Cet amour des belle macchine, Mastroianni le cultivera tout au long de sa vie, jusque dans les personnages qu’il a interprété. C’est ainsi que, dans Ça n’arrive qu’aux autres de Nadine Trintignant, en 1971, le latin lover joue le rôle d’un designer automobile dont le couple qu’il forme avec Catherine Deneuve est en crise. Alors, parfois la nuit, il s’échappe à bord de sa voiture qui n’est autre que l’un des chefs-d’œuvre éphémères (15 000 exemplaires seulement en 8 d’existence) de la Fiat : la 130.
Mais si Mastroianni aimait l’automobile italienne, et toute la symbolique d’élégance, et de frime aussi, qu’elle trimbalait, il refusait d’incarner ce latin lover qu’on lui a si longtemps accolé. Alors, peu à peu, il s’est tourné vers des rôles différents, comme dans Une journée particulière, ou il incarnait un homosexuel aux côtés de Sophia Loren en 1977, ou La grande Bouffe et son suicide collectif et alimentaire. Mais l’automobile le rattrape toujours, et c’est à bord d’une Bugatti type 37 qu’il quitte un moment ses collègues d’orgie. Ils le retrouveront à son volant, le lendemain matin, mort de froid.
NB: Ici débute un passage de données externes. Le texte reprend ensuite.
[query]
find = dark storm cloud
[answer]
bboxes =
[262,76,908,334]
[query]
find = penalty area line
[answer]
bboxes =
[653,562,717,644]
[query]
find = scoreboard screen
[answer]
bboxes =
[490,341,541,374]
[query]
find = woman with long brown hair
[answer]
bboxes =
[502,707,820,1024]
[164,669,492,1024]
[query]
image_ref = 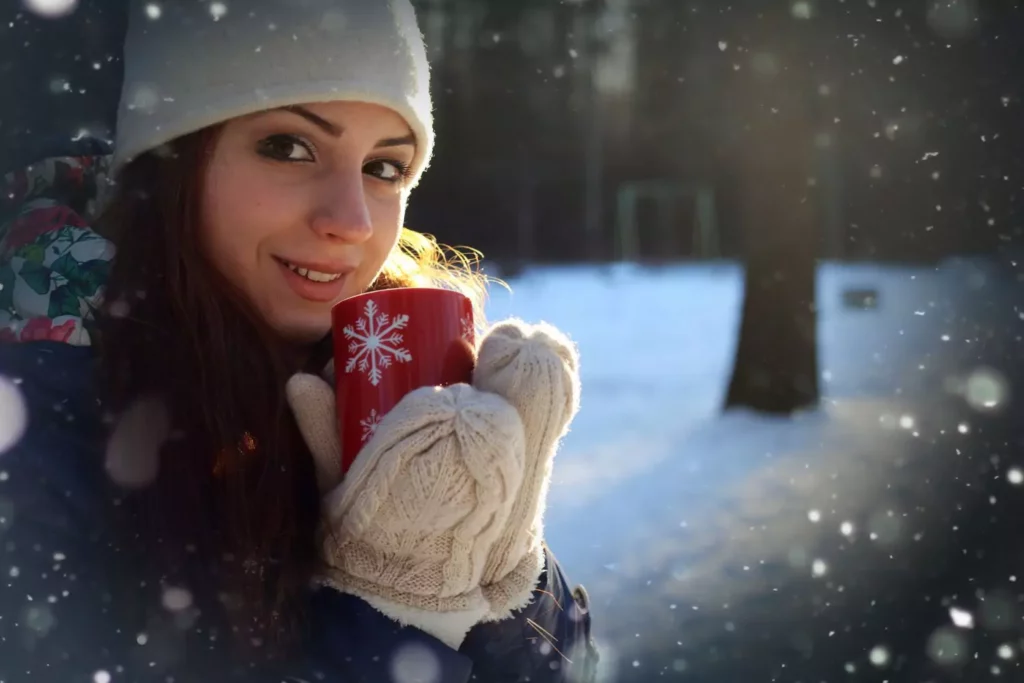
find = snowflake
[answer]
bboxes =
[359,408,381,442]
[460,315,476,343]
[342,299,413,386]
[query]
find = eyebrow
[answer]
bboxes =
[282,104,416,148]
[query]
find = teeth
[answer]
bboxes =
[285,261,341,283]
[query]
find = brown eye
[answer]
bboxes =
[362,159,409,182]
[258,134,316,162]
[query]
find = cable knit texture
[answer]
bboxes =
[473,321,580,621]
[288,375,524,648]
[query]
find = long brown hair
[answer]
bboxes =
[96,127,486,644]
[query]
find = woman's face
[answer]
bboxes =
[202,102,416,344]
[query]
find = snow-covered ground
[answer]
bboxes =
[487,260,1020,672]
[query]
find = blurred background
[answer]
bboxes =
[0,0,1024,683]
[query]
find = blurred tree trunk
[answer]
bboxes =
[726,3,820,414]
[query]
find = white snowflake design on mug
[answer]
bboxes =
[342,299,413,386]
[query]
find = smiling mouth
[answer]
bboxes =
[279,259,345,283]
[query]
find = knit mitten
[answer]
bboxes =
[288,375,524,648]
[473,321,580,621]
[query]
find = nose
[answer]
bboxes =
[310,172,374,244]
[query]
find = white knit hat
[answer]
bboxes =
[115,0,434,185]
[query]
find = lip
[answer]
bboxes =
[273,256,355,303]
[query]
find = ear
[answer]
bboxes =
[285,374,342,494]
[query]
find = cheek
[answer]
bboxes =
[365,199,406,278]
[202,169,274,280]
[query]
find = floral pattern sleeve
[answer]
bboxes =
[0,158,114,346]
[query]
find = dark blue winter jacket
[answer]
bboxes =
[0,160,597,683]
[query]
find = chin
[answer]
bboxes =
[272,316,331,346]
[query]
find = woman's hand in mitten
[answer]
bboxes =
[473,321,580,621]
[288,375,524,648]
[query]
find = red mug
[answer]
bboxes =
[331,287,476,473]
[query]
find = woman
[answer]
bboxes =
[0,0,596,683]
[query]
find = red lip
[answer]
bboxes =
[273,256,355,275]
[274,258,352,303]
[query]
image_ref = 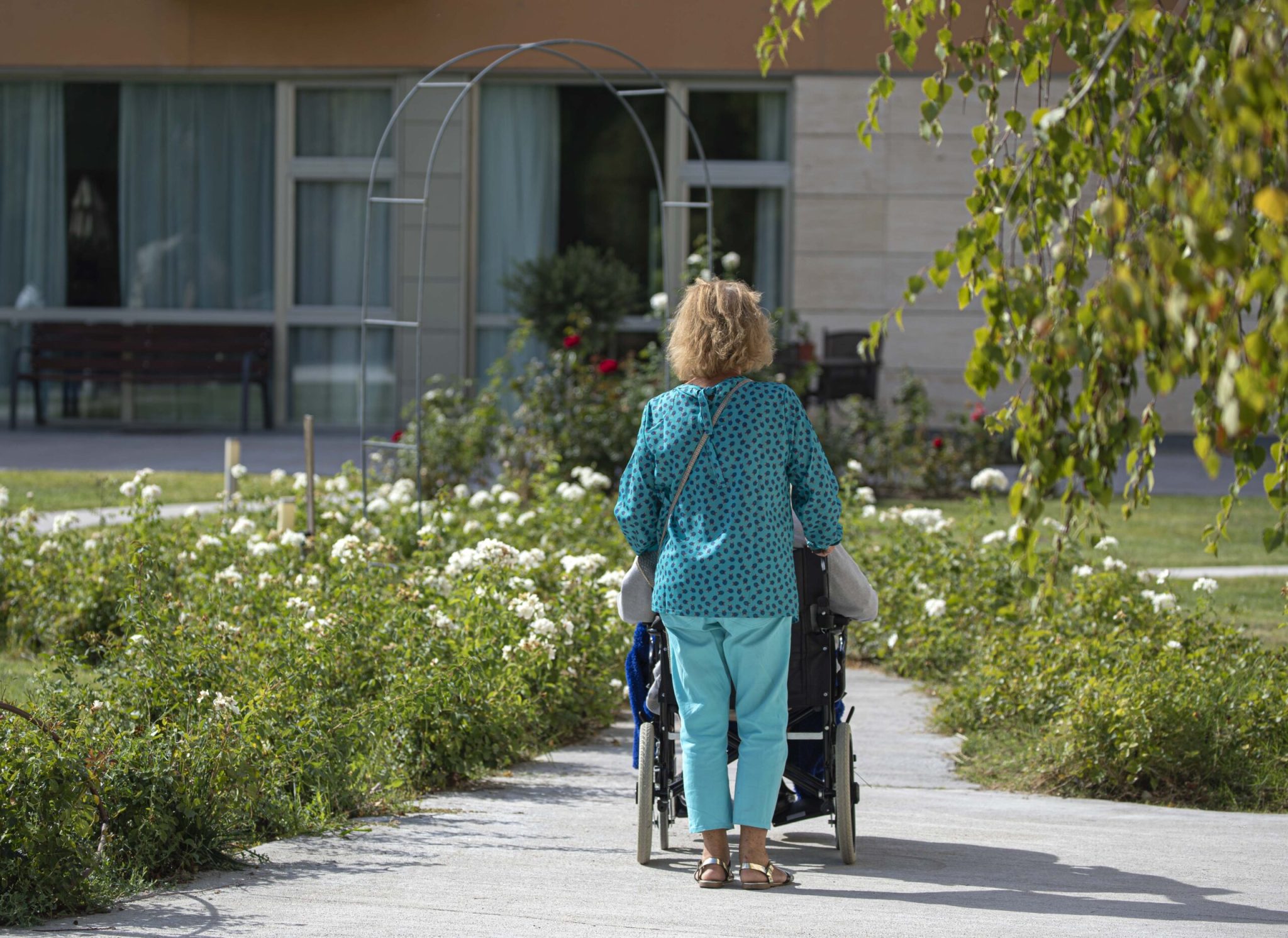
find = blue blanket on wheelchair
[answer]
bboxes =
[626,623,845,778]
[626,623,653,768]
Puis l’homme a vieilli. Il a continué à monter sur scène, malade, atteint d’un cancer du pancréas. À Au cours de ses dernières années, au théâtre, celui qui s’est toujours tenu debout, face à la vie et tout en élégance, a joué son rôle assis. Il nous a quittés en 1996 et, au lendemain de son décès, les eaux de la fontaine de Trévi, à Rome, décor de La dolce Vita, se sont arrêtées de couler, en un ultime hommage. Cette année-là, Lancia n’était déjà plus la grande marque qu’il adorait. Cette année, elle va renaître, différemment. Pas sûr que Mastroianni eût craqué en voyant cette drôle de renaissance.